Une visite d’une journée à Gao,
dans le nord du pays, où le président
étrennera en Afrique son costume de "chef de guerre" et s'entretiendra à
deux reprises avec le président Ibrahim Boubacar Keïta.
« C’est le moment de prendre la mesure de son soutien
affiché aux forces armées pendant la campagne », confie un diplomate
proche de l’Élysée. Dix jours après son élection à la tête de la
République française, Emmanuel Macron se rend vendredi 19 mai à Gao, dans le nord du Mali, pour une visite aux militaires français.
« Le choix de cette ville martyr s’est imposé logiquement »,
explique l’entourage du chef de l’État qui « a souhaité envoyer un
message fort aux forces armées présentes au Mali ». Emmanuel Macron
passera ainsi près de 7 heures à Gao, où il doit atterrir à 10 heures,
heure locale, et passera en revue les troupes de la force Barkhane.

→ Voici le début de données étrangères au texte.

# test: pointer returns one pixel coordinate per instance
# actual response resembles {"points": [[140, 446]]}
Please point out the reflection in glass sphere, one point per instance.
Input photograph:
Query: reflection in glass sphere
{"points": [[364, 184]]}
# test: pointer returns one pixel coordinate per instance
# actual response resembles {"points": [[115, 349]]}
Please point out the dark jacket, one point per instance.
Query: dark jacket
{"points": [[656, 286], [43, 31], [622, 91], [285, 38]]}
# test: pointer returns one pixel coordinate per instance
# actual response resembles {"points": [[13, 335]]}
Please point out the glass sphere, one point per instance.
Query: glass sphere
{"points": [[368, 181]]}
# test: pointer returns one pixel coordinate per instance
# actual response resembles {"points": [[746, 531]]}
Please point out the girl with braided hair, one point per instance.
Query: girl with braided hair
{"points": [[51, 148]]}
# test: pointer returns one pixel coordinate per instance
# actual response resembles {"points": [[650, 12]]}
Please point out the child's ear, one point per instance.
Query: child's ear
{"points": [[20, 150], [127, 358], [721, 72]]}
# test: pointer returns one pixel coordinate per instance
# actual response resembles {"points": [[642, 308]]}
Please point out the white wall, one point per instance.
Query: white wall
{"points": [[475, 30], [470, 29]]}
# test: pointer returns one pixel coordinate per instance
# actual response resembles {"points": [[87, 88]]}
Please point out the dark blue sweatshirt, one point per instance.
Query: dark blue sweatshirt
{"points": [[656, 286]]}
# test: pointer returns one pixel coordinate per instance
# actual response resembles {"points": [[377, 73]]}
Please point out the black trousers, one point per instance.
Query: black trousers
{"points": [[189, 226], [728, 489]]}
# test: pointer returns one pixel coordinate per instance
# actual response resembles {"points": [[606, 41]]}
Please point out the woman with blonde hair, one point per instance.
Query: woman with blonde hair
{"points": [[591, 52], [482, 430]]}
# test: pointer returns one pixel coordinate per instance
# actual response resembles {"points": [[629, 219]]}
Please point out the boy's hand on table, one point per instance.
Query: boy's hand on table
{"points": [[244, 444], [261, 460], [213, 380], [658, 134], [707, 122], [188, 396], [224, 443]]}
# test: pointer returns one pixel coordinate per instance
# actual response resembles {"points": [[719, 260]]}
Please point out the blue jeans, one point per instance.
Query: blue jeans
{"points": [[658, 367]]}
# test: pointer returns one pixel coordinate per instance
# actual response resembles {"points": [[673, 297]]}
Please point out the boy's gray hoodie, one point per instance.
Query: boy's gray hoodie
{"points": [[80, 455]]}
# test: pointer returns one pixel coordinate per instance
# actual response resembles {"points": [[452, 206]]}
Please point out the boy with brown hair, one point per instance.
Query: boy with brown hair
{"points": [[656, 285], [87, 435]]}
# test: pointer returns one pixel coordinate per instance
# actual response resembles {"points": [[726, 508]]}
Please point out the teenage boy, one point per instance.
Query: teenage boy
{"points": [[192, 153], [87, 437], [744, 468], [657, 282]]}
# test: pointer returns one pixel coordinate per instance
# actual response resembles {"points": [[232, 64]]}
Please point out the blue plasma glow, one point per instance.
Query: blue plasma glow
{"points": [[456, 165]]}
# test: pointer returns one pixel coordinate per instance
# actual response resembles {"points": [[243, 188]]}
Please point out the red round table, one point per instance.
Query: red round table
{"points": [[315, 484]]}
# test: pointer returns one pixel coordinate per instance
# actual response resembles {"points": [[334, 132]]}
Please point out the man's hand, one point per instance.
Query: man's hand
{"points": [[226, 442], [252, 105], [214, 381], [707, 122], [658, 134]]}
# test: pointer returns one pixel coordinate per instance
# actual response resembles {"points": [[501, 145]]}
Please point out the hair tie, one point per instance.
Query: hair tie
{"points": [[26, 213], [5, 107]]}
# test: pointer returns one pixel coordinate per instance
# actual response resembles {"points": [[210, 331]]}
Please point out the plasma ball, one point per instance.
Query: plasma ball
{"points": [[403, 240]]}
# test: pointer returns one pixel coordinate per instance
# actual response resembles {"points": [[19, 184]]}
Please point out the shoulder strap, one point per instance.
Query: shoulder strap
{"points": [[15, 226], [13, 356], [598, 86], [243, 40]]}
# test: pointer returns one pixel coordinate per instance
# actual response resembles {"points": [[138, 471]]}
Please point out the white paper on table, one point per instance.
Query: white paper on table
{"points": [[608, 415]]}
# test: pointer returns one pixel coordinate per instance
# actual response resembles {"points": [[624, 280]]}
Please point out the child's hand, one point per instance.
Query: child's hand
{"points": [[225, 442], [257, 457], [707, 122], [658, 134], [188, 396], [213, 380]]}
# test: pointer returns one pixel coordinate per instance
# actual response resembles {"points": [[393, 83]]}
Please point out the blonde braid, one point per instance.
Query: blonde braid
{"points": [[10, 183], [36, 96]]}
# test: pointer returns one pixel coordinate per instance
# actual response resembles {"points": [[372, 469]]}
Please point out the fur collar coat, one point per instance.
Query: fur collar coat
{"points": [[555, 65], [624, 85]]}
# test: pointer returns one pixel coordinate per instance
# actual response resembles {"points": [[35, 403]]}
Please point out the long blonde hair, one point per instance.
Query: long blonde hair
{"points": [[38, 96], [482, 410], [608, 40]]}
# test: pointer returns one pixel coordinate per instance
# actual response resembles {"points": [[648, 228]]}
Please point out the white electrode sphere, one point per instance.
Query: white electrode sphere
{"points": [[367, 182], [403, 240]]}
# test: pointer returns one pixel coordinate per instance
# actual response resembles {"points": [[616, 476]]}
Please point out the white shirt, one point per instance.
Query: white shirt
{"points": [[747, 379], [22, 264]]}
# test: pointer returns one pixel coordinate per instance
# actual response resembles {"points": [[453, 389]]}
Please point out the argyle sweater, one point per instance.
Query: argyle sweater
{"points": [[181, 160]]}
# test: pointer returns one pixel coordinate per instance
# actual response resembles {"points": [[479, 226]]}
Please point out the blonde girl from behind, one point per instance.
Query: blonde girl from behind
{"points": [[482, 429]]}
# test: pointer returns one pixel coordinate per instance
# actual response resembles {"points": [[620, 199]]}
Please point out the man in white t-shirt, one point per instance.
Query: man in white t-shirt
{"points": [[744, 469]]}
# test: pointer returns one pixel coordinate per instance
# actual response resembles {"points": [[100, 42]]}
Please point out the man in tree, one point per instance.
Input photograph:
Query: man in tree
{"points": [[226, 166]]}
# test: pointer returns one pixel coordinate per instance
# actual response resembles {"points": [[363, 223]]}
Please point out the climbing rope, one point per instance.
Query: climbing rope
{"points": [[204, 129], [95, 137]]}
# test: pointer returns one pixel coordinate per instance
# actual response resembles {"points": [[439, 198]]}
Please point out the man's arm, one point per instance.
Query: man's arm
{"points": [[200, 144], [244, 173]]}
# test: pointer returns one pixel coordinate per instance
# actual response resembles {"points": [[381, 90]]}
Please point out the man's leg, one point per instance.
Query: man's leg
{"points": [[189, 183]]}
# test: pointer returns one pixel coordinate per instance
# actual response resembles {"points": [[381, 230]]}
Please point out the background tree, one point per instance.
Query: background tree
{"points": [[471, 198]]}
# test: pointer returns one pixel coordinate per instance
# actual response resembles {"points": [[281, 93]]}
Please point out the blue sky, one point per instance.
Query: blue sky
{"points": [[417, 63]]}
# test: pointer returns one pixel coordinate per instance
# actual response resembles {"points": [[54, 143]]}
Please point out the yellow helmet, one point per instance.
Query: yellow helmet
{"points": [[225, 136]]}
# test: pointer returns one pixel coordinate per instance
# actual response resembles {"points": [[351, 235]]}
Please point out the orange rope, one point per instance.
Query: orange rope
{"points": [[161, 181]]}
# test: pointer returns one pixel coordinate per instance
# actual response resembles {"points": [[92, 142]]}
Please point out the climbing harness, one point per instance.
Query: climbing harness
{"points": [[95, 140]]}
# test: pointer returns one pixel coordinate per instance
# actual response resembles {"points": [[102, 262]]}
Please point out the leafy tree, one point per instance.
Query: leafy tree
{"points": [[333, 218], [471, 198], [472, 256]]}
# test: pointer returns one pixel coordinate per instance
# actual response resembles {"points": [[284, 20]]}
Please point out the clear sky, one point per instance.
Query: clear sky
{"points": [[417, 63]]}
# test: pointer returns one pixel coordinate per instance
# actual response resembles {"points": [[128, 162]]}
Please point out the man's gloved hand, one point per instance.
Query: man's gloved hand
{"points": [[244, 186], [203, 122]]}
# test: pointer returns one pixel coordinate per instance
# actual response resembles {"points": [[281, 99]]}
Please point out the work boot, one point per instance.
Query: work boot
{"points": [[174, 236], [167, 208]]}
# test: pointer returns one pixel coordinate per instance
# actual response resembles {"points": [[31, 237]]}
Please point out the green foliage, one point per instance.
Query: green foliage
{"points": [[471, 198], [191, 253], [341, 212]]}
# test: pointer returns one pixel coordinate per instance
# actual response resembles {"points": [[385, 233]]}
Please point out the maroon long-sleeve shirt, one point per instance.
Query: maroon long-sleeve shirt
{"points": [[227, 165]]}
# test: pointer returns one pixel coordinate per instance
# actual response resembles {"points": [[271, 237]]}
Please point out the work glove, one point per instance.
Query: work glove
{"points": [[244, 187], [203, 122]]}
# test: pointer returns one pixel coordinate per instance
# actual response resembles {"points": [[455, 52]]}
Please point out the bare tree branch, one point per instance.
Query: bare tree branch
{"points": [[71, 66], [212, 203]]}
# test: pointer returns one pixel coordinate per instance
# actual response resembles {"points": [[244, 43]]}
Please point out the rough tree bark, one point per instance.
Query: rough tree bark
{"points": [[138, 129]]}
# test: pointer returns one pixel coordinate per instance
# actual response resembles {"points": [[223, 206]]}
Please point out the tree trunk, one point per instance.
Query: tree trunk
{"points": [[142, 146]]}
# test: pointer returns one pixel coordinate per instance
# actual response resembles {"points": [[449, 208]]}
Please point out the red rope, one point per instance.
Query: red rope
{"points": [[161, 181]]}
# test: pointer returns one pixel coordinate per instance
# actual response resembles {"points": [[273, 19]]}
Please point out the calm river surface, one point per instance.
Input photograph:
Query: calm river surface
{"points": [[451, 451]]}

Soutien aux accords d’Alger
Au-delà de l’aspect militaire, le nouveau chef de l’État, qui sera accompagné du nouveau ministre des Affaires étrangères, Jean-Yves Le Drian,
et de la ministre des Armées, Sylvie Goulard, abordera également la
situation politique au nord du Mali, avec son homologue Ibrahim Boubacar
Keïta. Deux entretiens, en début et fin de journée, sont prévus entre
Emmanuel Macron et IBK, qui fera le déplacement à Gao pour accueillir le
président français.
L’occasion pour Paris de réaffirmer son attachement à la mise en place des accords d’Alger.
« Les accords d’Alger sont le cadre politique de la résolution du
conflit et nous devons soutenir leur application, qui est pour le moment
trop lente », glisse un conseiller du président français, qui salue
toutefois la mise en place des patrouilles mixtes dans le nord du Mali.
G5 Sahel et développement
Les deux hommes aborderont également la dimension
sous-régionale du conflit malien, alors que la France s’est engagée à
soutenir la mise en place des forces africaines du G5 Sahel
(Mali, Burkina Faso, Niger, Tchad, Mauritanie), dont le Mali occupe
aujourd’hui la présidence. « Il faut absolument que nous aidions les
armées de la région à contrôler leur territoire, et notamment leurs
frontières communes », confie un proche du chef de l’État, dans une
allusion à la frontière nigéro-malienne.
Emmanuel Macron ne devrait pas vraiment quitter ses habits
de chef de guerre. Son entourage évoque toutefois sa volonté de « mettre
en avant la synergie entre la politique militaire et la stratégie de
développement ». Le directeur de l’Agence française de développement,
Rémy Rioux, fera d’ailleurs partie du voyage. Une manière de rassurer
les acteurs du secteur, alors que le nouveau gouvernement ne comporte
aucun ministère dédié au développement.